You see, at PDF, as with many other tech-driven conferences these days, we give the audience a robust opportunity to join the conversation by giving them free wifi, creating a live chat room online and posting it all on a giant screen up on stage.

We do this partly on the theory that collectively, any audience is smarter than the 4-5 panelists on stage and thus worth listening to. (The same way that any audience of readers is collectively smarter than the pundit they're reading--which is why smart blogs open themselves up to comments.) We also believe that you can enhance a live conference by letting the audience "speak" to each other simultaneuously in reaction to what's going on up on stage, to allow greater lateral connections to form. (I've had it with having to listen passively to talking heads, haven't you?) And partly because once you give people free wifi at an event, there's going to be a backchannel group chat happening somewhere whether you like it or not, so you might as well get it out in the open.
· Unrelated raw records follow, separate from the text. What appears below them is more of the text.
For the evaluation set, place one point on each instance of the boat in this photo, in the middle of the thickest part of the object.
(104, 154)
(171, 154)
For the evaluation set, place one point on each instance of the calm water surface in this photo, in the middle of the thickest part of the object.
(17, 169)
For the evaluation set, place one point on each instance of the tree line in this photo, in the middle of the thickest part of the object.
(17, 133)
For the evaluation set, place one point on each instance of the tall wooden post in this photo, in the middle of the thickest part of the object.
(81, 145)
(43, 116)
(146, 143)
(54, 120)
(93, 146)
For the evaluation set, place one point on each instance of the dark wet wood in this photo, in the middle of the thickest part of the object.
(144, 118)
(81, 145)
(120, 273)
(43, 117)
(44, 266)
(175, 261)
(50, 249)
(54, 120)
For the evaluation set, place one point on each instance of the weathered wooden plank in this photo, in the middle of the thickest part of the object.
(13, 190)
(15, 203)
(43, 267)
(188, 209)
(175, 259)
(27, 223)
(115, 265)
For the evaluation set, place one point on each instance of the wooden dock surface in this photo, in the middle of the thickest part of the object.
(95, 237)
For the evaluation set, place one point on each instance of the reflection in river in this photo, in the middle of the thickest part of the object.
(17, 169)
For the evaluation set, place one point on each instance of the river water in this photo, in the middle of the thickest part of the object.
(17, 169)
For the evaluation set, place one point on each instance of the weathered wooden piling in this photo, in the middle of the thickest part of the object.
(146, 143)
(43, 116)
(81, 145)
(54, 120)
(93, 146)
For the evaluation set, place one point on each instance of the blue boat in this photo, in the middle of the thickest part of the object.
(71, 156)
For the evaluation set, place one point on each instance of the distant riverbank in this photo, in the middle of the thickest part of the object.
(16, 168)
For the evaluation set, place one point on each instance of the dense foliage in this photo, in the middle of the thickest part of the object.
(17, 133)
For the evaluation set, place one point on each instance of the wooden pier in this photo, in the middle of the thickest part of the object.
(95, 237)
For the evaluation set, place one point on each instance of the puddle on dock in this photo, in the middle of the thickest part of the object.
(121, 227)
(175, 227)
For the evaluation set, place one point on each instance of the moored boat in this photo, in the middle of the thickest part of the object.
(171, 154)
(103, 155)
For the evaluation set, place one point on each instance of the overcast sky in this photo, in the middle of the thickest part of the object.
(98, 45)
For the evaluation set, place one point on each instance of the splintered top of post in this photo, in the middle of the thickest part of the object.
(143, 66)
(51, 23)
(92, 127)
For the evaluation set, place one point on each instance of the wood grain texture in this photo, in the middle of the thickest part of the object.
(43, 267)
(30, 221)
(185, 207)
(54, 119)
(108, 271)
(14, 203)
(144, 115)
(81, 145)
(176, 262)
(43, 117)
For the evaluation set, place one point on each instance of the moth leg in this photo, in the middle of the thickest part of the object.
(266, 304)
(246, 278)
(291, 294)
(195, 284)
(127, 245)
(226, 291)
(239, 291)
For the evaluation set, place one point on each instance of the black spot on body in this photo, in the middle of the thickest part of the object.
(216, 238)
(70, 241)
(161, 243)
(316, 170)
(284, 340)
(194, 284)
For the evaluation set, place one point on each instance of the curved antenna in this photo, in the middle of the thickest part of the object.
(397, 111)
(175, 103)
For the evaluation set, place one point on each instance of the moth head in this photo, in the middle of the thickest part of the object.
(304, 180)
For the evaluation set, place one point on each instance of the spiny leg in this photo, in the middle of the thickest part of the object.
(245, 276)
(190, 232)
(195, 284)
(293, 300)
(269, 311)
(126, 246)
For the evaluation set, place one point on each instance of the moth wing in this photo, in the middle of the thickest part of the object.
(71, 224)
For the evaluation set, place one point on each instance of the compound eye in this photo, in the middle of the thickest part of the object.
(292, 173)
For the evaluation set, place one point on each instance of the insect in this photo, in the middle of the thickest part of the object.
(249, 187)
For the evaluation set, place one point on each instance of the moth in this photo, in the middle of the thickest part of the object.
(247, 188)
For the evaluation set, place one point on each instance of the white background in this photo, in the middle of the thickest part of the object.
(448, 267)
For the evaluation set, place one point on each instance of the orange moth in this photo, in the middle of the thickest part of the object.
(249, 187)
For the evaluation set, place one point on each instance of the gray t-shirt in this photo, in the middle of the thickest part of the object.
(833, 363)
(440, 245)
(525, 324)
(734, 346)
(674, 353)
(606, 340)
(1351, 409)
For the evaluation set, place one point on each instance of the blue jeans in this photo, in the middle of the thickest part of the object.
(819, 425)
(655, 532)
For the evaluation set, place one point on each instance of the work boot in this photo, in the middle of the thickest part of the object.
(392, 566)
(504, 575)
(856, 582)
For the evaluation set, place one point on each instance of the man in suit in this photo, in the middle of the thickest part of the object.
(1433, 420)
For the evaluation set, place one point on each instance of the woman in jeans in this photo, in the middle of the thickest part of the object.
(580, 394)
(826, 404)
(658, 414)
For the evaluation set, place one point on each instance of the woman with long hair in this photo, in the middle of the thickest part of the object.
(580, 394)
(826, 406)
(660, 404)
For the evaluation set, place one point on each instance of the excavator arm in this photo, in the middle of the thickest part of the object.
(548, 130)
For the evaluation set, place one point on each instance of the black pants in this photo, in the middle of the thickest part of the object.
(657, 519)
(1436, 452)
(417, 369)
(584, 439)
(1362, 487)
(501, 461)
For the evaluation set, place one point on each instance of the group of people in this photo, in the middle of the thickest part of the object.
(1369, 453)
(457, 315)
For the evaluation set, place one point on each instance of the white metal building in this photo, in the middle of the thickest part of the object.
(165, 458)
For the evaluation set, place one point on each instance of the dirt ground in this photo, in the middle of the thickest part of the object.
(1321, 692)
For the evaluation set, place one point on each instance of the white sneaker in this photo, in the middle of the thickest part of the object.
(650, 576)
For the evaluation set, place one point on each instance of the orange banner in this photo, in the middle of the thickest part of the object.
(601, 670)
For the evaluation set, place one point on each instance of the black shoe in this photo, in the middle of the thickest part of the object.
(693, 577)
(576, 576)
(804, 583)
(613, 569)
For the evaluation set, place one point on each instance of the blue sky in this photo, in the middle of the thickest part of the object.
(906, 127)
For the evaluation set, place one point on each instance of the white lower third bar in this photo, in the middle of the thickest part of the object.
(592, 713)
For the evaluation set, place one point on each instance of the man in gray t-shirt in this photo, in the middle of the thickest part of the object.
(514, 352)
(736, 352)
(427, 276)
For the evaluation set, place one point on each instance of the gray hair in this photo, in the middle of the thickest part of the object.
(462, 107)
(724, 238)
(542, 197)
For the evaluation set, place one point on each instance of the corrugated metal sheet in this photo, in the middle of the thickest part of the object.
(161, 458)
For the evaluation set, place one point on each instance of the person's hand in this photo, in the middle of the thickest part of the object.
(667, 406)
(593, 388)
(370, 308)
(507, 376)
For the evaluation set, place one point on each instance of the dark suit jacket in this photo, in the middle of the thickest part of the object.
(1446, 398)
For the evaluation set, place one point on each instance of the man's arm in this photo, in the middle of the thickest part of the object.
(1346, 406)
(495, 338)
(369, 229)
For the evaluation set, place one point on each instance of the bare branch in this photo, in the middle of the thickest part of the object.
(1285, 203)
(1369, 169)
The fun thing about the closing plenary was how we saw a new form of political media right there in action, as the backchat frequently overwhelmed what you might call the frontchat. Some of the comments were juvenile, yes (such as silly references to some of the panelists' resemblances to characters from the Star Wars movies). Jennifer 8 seemed to take the jokes about her middle numeric in stride (it's Chinese for prosperity, I believe). But lots of value was added by the audience, which frequently chimed in with helpful pointers to urls related to what the speakers were addressing.

Unfortunately for Arianna, the audience was merciless on faux pas. (Is that fauxes pas for the plural? or faux pases?) At one point, she said that offering the new technology to the old media was a little bit like "giving sex to children...they don't know what to do with it."

Hmmm. Too much Michael Jackson on the brain?

Within seconds, an audience-storm of comments started, highlighted by someone's joke that Arianna's quote was already up on the Drudge Report. OUCH! The panel ground to a temporary halt as everyone leaned back to enjoy the wits and half-wits in the room as they had a field day.

To Arianna's credit, she quickly recovered and was soon happily keeping up with both conversations--the one among her fellow panelists and the one being created by the audience--when after I handed her my PowerBook. Later, she told me she had meant to say, "exposing children to sex," not giving them sex.

I think most people understood that, obviously. But I think we all got a taste of what's coming yesterday. In the future, which is already here but, as sci-fi writer William Gibson said, "It's just not very evenly distributed," we're going to participate much more in what used to be top-down forms of communication. The relationship between "stars" and "audience" is radically changing. That may lead to some uncomfortable moments for some, to be sure. But the promise of greater participation by all of us in the act of creating culture is one of the most exciting aspects of the new empowerment age.